Roundup

  • Despite my best efforts, my sleeping schedule has gone to hell again. So here goes the roundup.
  • Rebecca Skloot — one of only four people on the NBCC Board of Directors who actually have a sense of humor — offers this interesting take on what David Halberstam’s untimely death means for the future of student escort drivers. Do we now have the author drive at all times because of one student’s incompetence?
  • Lionel Shriver on Ondaatje.

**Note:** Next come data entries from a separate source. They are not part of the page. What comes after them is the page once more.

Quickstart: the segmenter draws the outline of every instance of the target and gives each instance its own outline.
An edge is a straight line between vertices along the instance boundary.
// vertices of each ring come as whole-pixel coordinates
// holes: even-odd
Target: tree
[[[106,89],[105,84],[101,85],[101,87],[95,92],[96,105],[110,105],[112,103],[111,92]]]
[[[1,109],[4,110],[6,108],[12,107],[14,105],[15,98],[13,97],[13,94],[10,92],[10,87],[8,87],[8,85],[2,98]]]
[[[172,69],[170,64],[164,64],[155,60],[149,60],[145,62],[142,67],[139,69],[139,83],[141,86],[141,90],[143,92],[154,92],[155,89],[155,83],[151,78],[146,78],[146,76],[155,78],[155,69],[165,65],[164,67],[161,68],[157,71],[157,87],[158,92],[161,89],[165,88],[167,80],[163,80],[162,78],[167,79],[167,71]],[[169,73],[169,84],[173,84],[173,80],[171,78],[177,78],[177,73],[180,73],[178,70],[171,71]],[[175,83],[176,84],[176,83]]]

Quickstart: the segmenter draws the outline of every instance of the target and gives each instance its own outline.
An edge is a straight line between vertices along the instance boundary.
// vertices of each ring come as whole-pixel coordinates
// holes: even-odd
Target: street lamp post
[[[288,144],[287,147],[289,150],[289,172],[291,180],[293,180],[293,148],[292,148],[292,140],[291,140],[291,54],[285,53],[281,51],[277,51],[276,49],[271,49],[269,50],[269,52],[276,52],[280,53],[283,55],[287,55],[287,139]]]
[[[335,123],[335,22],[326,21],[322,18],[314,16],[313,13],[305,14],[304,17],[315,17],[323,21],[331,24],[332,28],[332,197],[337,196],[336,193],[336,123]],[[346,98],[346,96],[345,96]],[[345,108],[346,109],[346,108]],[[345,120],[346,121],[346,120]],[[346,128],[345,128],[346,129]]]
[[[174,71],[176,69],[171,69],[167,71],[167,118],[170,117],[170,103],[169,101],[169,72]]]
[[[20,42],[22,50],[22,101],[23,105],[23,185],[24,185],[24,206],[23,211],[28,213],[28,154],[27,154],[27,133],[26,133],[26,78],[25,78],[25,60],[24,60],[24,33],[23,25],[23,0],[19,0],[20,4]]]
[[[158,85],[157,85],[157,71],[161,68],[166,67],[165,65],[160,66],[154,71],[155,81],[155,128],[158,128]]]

Shriver’s apparently quite surprised that she didn’t have a strong opinion on Divisadero, and I suspect this assessment is telling on its own terms.
  • Even though I don’t possess the required estrogen, I nevertheless felt a microscopic but nonetheless discernible swoon upon listening to Alan Rickman read Sonnet 130. And that’s saying something. I’m now wondering if I should listen to audio files of Alan Rickman the next time I make muffins.
  • So how does the New Yorker fare with YouTube? (via OUP)
  • Sorry, folks, but Stephen King is right about the short story.
  • Is Laura Bush the “Reader in Chief?” I think it can be easily argued that there have been plenty of people who “has done more to dramatize the importance of reading, and libraries.” Then again, nobody said Dr. James Billington wasn’t a sycophant. In all fairnes, however, the First Lady’s reading tastes include The Brothers Karamazov, Gilead, and My Antoina. I’m wondering if Ms. Bush might readily identify with the moment in which Dimitri says, “I’m a Karamazov! When I fall into the abyss, I go straight into it, head down and heels up, and I’m even pleased that I’m falling in such a humiliating position, and for me I find it beautiful. And so in that very shame I suddenly begin a hymn. Let me be cursed, let me be base and vile, but let me also kiss the hem of that garment in which my God is clothed; let me be following the devil at the same time, but still I am also your son, Lord, and I love you, and I feel a joy without which the world cannot stand and be.”
  • Are e-books being taken seriously now? Well, given that Sony’s Howard Stringer bears more than a passing resemblance here to Jimmy Swaggart in the accompanying photo, I suspect this is probably hype.
  • I’d just like to publicly declare that Sendhil Ramamurthy is the worst actor I’ve seen on dramatic television in a long while. In fact, he’s so bad that not even Adrian Pasdar or Hayden Panettiere can make him look good. And that’s saying somethign. Come on, Kring, kill off Mohinder already. Every time that one-note twerp appears, I want to send him to the hardest Lee Stasberg-style school in New York. (And, yes, I’m digging Heroes, particularly last season’s flashback episode written by Bryan Fuller. But the show still has serious problems.)
  • Now this is quite interesting. The L.A. Times may be launching a free tabloid newspaper for commuters.
  • Douglas Brinkley has been sued. Penguin wants him to pay back his $200,000 advance because he didn’t deliver his Kerouac bio in time for the 50th anniversary of On the Road. Brinkley, who was a bit busy writing the 736-page The Great Deluge for William Morrow, said that the delay came because he wanted to properly chronicle Kerouac’s life. I’m wondering if this is petty vengeance on Penguin’s part because Brinkley jumped to another publisher. Surely, something could have been settled or worked out and this is quite an extraordinary form of resolution. Kerouac interest has not, to my knowledge, abated. And it’s just possible that this lawsuit might attract interest in the book, which will now be published by HarperCollins after Brinkley finishes it in two years. (via Booklist Online)
  • Fangoria Comics is no more.
  • Is this necessary? Frankly, I can’t see Simon Le Bon and company topping this.
  • And congratulations to Terry Teachout and Hilary Dyson!

4 Comments

  1. Ed:

    1. Shriver on Ondaatje: I dunno, I just finished it. It’s not a masterwork like Anil’s Ghost, but it’s not a minor work, either. It took my breath a couple of times. I was somewhat unsatisfied not to get more about Coop at the end, but really, this isn’t a mild novel, or a pretty object. It’s Ondaatje doing what he do, and it’s fucking lovely. (But that’s just me.)

    2. SK on the short story: right on.